Commission des affaires économiques : Jeanine DUBIE participe à une table ronde sur l’industrie du cinéma

Mercredi 30 novembre 2016 à 9h30, la commission des affaires économiques organise une table ronde sur l’industrie du cinéma à laquelle ont participé les personnes suivantes :

– Frédérique Bredin, présidente du Centre national du cinéma et de l’image animée (CNC),

– Carole Scotta, présidente de la société de production et de distribution « Haut et court » et co-présidente du syndicat des distributeurs indépendants réunis européens (DIRE),

– Richard Patry, président de la Fédération nationale des cinémas français (FNCF),

– et M. Jean-Baptiste Dupont, président de LGM Productions et vice-président de l’association des producteurs indépendants (API).

Le cinéma et l’audiovisuel représentent une valeur ajouté de 8,5 milliards d’euros (soit 0,9 % du PIB), c’est plus que l’industrie pharmaceutique (6,4 milliards d’euros) et équivalent à celle de l’industrie automobile (8,6 milliards d’euros). 340 000 emplois en sont dépendants.

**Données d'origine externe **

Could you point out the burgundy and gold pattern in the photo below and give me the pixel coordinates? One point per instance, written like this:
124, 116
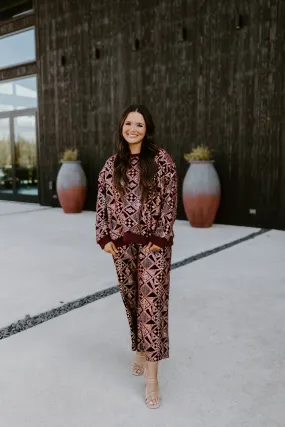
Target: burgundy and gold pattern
144, 285
129, 221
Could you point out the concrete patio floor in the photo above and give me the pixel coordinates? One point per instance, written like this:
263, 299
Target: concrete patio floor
227, 329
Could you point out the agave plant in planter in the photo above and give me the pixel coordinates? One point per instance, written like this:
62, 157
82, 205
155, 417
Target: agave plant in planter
201, 188
71, 182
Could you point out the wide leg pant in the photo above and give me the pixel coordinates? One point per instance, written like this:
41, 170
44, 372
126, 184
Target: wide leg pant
144, 285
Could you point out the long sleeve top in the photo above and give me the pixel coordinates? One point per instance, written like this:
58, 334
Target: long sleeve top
126, 220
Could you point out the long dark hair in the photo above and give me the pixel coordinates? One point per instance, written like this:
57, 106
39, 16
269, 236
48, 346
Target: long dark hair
147, 155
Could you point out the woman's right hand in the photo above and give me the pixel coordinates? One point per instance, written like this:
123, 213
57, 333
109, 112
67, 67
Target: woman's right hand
110, 248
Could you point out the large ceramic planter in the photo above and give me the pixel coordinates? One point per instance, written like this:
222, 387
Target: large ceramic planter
71, 187
201, 193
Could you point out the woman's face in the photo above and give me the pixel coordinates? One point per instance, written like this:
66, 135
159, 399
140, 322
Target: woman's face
134, 128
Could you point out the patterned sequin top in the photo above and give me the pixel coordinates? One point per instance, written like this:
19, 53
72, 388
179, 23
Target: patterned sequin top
126, 220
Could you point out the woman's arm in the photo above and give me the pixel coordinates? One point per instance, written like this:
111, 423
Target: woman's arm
164, 231
102, 229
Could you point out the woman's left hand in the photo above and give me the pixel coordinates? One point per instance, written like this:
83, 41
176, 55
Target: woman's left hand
153, 248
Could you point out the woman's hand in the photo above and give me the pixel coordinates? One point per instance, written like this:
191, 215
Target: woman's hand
153, 248
110, 248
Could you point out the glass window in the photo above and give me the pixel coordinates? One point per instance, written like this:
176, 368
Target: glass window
17, 48
18, 94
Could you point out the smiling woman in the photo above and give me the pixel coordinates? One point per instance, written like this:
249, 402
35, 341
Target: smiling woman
136, 210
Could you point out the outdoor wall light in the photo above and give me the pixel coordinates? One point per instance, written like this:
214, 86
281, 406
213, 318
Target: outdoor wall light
183, 34
97, 53
136, 44
239, 22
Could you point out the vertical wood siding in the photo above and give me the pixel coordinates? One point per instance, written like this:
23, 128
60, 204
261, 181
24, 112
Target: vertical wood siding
210, 83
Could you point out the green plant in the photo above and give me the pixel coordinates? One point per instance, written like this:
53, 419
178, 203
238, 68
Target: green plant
69, 155
200, 153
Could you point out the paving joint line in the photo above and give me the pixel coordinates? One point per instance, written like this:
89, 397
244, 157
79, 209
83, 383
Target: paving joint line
30, 322
21, 212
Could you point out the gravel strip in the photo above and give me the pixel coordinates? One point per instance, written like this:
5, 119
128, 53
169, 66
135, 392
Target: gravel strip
30, 322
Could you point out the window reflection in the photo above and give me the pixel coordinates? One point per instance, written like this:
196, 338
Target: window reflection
5, 157
18, 94
17, 48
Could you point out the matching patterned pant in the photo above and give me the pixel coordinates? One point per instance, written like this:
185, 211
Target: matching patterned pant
144, 285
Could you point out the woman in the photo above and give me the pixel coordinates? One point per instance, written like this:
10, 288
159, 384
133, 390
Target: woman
136, 210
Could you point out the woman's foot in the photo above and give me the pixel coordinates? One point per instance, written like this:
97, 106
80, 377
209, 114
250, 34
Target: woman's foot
152, 394
138, 365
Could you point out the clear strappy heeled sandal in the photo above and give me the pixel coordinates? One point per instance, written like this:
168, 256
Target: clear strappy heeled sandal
152, 396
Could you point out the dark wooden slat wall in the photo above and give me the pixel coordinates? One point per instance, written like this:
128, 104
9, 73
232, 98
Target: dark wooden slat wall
220, 86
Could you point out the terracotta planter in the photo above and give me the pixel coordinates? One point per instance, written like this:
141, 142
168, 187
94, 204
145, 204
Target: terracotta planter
201, 193
71, 187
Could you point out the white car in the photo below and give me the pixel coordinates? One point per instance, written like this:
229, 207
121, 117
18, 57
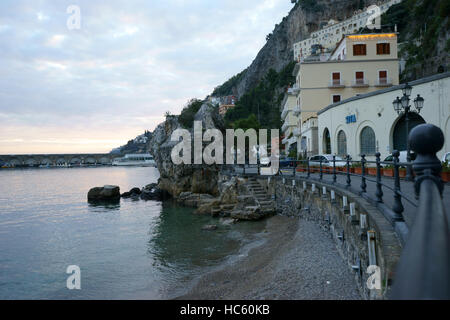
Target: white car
402, 157
327, 160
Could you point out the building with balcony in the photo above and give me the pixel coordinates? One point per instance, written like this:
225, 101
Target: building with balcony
289, 116
328, 36
368, 123
360, 63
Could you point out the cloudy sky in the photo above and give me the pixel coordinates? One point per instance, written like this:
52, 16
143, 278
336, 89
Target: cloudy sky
94, 88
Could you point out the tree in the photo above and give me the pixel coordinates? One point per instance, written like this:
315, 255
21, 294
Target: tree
248, 123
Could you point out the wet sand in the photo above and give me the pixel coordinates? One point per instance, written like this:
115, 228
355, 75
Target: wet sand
298, 261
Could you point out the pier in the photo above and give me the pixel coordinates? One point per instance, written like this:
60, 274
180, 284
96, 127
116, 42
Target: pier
36, 160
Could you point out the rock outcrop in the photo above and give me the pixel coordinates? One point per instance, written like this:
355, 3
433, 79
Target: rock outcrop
176, 179
149, 192
240, 199
106, 193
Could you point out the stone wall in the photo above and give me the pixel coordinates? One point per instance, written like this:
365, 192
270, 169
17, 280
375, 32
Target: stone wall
354, 227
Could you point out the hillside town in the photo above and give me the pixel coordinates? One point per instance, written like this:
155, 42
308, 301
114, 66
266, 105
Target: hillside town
347, 74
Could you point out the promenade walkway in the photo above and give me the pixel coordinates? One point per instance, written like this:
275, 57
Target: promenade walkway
407, 187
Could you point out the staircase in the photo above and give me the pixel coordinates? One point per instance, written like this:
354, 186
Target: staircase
263, 206
265, 202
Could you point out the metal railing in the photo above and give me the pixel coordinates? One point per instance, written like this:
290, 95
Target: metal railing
425, 262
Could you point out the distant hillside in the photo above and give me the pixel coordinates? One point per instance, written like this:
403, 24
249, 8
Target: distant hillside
136, 145
424, 35
304, 18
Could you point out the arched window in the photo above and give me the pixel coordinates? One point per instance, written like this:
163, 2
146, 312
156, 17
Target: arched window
367, 141
342, 143
326, 142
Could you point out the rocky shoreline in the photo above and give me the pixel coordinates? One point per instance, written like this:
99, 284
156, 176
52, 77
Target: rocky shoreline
297, 261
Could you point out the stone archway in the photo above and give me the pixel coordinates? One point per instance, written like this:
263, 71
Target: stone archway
326, 142
399, 132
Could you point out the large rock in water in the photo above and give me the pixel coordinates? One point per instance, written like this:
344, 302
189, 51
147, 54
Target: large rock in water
176, 179
106, 193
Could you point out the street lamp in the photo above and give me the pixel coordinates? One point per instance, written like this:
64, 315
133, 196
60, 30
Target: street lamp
402, 105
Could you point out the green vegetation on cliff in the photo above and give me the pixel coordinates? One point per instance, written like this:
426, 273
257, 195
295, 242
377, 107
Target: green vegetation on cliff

La France est le premier marché du cinéma en Europe avec 210 millions d’entrées en 2015. L’offre s’appuie sur une infrastructure d’exploitation qui est la plus dense du continent avec 8,7 écrans pour 100 000 habitants. Les œuvres françaises représentent 35,5 % des entrées après le cinéma américain qui attire 52 % du public.

Le cinéma français obtient également de bons résultats à l’étranger. L’étude annuelle du CNC et d’UbiFrance de novembre 2015 révèle ainsi que, pour la seconde année consécutive, le cinéma français enregistre plus d’entrées à l’international qu’en France.  Les films français totalisent ainsi 111 millions d’entrées et 216 millions d’euros de recettes d’exportation, ce qui constitue un record. Ces résultats à l’international sont accompagnés par le CNC qui a dévoilé, le 24 novembre, un plan export doté de 12 millions d’euros. Le CNC vise à multiplier par quatre la diffusion internationale des œuvres audiovisuelles françaises. Il s’agit selon Frédérique Bredin, de ne plus considérer le marché à l’international comme complémentaire mais prioritaire par rapport au marché domestique.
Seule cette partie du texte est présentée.